A maioria dos imigrantes era constituída por homens, pelo que as novas fundações procuravam mulheres entre as populações nativas, dando origem a frequentes casamentos mistos – prática que era incentivada desde Alexandre e que contribuiu para diluir a já frouxa dicotomia grego/bárbaro e ajudou a estabilizar a sociedade [...]. Isso vai provocar a lenta infiltração de costumes e práticas locais, sobretudo em matéria de religião. Esta torna-se mais individual e menos oficial e estatal, o que constitui um progresso. Novas inquietações levam à convivência das divindades gregas com as orientais, convertidas em algo de supranacional. As divindades semíticas eram identificadas com as do pateão grego. No Egipto, ao lado dos deuses helénicos e egípicos tradicionais, Ptolomeu I Soter favorece a afirmação de uma divindade nova, Serápis, com traços mistos, destinada a ser cultuada por gregos e indígenas.[3]

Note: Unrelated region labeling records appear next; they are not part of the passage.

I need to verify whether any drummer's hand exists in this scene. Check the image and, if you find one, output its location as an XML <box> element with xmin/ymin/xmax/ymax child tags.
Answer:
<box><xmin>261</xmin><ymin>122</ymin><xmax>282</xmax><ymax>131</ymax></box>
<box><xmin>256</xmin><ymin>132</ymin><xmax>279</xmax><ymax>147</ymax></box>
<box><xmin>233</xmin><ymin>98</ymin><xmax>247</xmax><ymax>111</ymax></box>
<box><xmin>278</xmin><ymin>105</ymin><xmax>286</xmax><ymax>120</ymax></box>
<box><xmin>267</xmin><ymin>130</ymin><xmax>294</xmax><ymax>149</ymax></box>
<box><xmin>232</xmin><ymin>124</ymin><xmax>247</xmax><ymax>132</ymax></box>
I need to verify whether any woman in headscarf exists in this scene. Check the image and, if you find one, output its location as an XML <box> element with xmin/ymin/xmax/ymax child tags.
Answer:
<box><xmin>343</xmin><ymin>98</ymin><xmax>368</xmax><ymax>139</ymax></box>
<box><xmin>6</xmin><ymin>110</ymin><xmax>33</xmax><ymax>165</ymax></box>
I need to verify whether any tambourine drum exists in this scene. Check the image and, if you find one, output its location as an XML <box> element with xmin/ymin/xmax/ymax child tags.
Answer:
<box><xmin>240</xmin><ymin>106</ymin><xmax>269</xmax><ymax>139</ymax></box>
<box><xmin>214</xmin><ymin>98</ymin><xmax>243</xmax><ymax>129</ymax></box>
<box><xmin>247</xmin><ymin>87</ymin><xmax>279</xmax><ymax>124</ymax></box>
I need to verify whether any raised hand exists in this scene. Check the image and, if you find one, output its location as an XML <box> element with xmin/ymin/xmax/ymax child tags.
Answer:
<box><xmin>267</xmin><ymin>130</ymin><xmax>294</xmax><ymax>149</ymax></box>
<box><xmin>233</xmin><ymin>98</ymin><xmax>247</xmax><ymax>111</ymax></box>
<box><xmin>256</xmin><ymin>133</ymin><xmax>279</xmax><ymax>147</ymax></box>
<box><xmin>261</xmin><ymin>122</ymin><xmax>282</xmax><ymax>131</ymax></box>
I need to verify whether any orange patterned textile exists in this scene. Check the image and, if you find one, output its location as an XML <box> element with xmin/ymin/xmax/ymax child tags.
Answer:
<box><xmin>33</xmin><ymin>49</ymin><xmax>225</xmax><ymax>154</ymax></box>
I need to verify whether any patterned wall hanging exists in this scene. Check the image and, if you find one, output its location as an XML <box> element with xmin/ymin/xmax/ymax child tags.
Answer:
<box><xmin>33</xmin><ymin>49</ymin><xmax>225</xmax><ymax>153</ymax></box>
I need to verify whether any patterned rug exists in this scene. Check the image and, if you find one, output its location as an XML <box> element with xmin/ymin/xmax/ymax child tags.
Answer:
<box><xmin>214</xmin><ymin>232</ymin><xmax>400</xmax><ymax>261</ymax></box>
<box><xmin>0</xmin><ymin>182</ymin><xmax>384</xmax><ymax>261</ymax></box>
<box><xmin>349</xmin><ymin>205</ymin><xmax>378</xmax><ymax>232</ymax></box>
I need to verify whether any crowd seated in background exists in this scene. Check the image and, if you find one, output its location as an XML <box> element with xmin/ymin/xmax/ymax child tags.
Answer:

Do ponto de vista do pensamento filosófico e religioso, a cultura egípcia sempre mereceu um profundo respeito e uma grande consideração por parte dos gregos. A dimensão poética e religiosa da tradição órfico-pitagórica – da qual deriva a origem mítica da poesia e da música, assim como a importante doutrina da divindade e imortalidade da alma – era reconhecida como de proveniência egípicia (Heródoto, Isócrates)[4]; ainda que os mitos também associem a origem do orfismo à Trácia, a tradição fala-nos das viagens de Orfeu, de Pitágoras e de Platão ao Egipto[5]. De qualquer das formas, os gregos estavam bem conscientes da origem estrangeira desta tradição, que veio a desempenhar um papel absolutamente fundamental, como se sabe, no pensamento platónico, no neoplatonismo e, através deste, no Cristianismo (ou seja, em toda a mentalidade Ocidental). De máxima importância é igualmente a tese de Heródoto – que nos revela a consciência que os Antigos tinham acerca da evolução do fenómeno religioso – segundo a qual o Egipto teria sido o local de origem não só de quase todas as divindades gregas, mas também de muitas divindades de diversos povos.

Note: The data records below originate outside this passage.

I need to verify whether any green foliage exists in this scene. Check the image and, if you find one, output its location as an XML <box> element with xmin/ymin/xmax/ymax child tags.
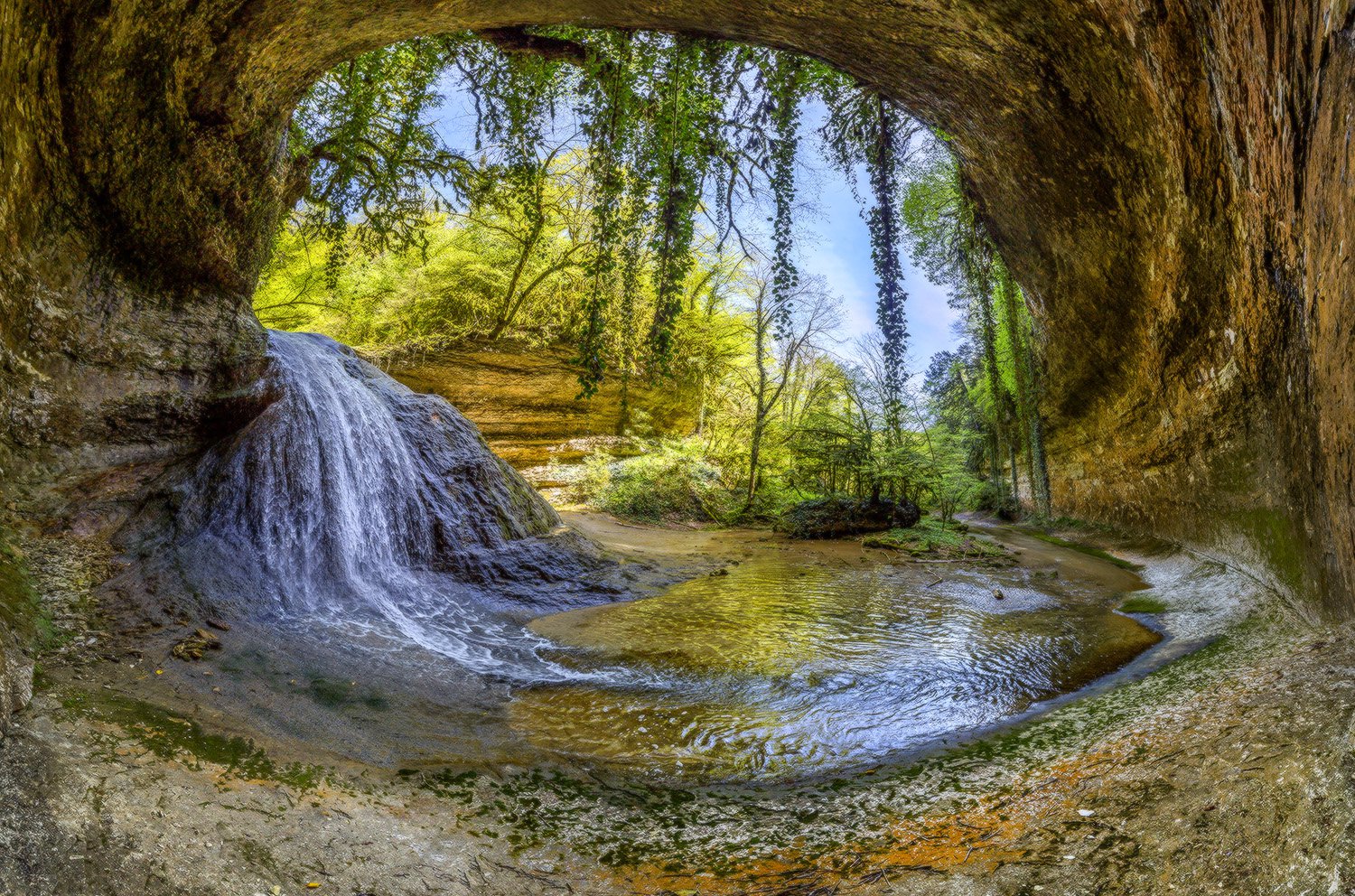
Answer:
<box><xmin>264</xmin><ymin>27</ymin><xmax>1038</xmax><ymax>531</ymax></box>
<box><xmin>862</xmin><ymin>518</ymin><xmax>1011</xmax><ymax>563</ymax></box>
<box><xmin>289</xmin><ymin>38</ymin><xmax>477</xmax><ymax>281</ymax></box>
<box><xmin>579</xmin><ymin>442</ymin><xmax>736</xmax><ymax>522</ymax></box>
<box><xmin>281</xmin><ymin>27</ymin><xmax>948</xmax><ymax>390</ymax></box>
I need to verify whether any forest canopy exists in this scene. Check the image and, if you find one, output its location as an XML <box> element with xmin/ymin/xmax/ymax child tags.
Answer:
<box><xmin>255</xmin><ymin>29</ymin><xmax>1049</xmax><ymax>515</ymax></box>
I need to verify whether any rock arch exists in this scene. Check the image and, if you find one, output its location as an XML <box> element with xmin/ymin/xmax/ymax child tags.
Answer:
<box><xmin>0</xmin><ymin>0</ymin><xmax>1355</xmax><ymax>606</ymax></box>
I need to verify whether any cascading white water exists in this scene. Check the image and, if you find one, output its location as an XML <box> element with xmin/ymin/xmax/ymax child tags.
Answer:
<box><xmin>176</xmin><ymin>332</ymin><xmax>604</xmax><ymax>680</ymax></box>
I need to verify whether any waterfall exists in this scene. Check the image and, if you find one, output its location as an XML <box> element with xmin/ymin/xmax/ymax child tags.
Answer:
<box><xmin>164</xmin><ymin>332</ymin><xmax>599</xmax><ymax>680</ymax></box>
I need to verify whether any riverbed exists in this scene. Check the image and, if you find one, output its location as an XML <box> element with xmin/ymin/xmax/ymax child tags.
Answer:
<box><xmin>0</xmin><ymin>517</ymin><xmax>1333</xmax><ymax>896</ymax></box>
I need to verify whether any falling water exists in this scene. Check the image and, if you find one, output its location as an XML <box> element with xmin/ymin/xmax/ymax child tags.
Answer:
<box><xmin>168</xmin><ymin>332</ymin><xmax>599</xmax><ymax>680</ymax></box>
<box><xmin>154</xmin><ymin>332</ymin><xmax>1182</xmax><ymax>779</ymax></box>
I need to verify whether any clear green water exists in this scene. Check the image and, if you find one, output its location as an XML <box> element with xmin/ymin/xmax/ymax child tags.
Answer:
<box><xmin>523</xmin><ymin>555</ymin><xmax>1160</xmax><ymax>780</ymax></box>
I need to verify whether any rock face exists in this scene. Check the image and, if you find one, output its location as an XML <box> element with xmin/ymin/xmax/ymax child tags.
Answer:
<box><xmin>381</xmin><ymin>341</ymin><xmax>698</xmax><ymax>469</ymax></box>
<box><xmin>0</xmin><ymin>0</ymin><xmax>1355</xmax><ymax>656</ymax></box>
<box><xmin>777</xmin><ymin>498</ymin><xmax>921</xmax><ymax>538</ymax></box>
<box><xmin>0</xmin><ymin>542</ymin><xmax>33</xmax><ymax>734</ymax></box>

Os egípicos sabiam, tal como os babilónios, que os deuses são os mesmos e que só os seus nomes mudam de cultura para cultura. É possível fixar as equivalências se se conhecer a definição dos deuses tendo como base a sua função e/ou manifestação cósmica: o deus do Sol de uma religião corresponde ao deus do Sol de outra e assim por diante. O que os egípcios queriam dizer a Heródoto era que eles tinham sido os primeiros a descobrir a natureza dos deuses e a estabelecer a sua mitologia e teologia assim como o contacto cultual com os mesmos, e a fixar as definições conceptuais. A eles os outros povos tinham ido buscar os seus conhecimentos sobre os deuses.[6]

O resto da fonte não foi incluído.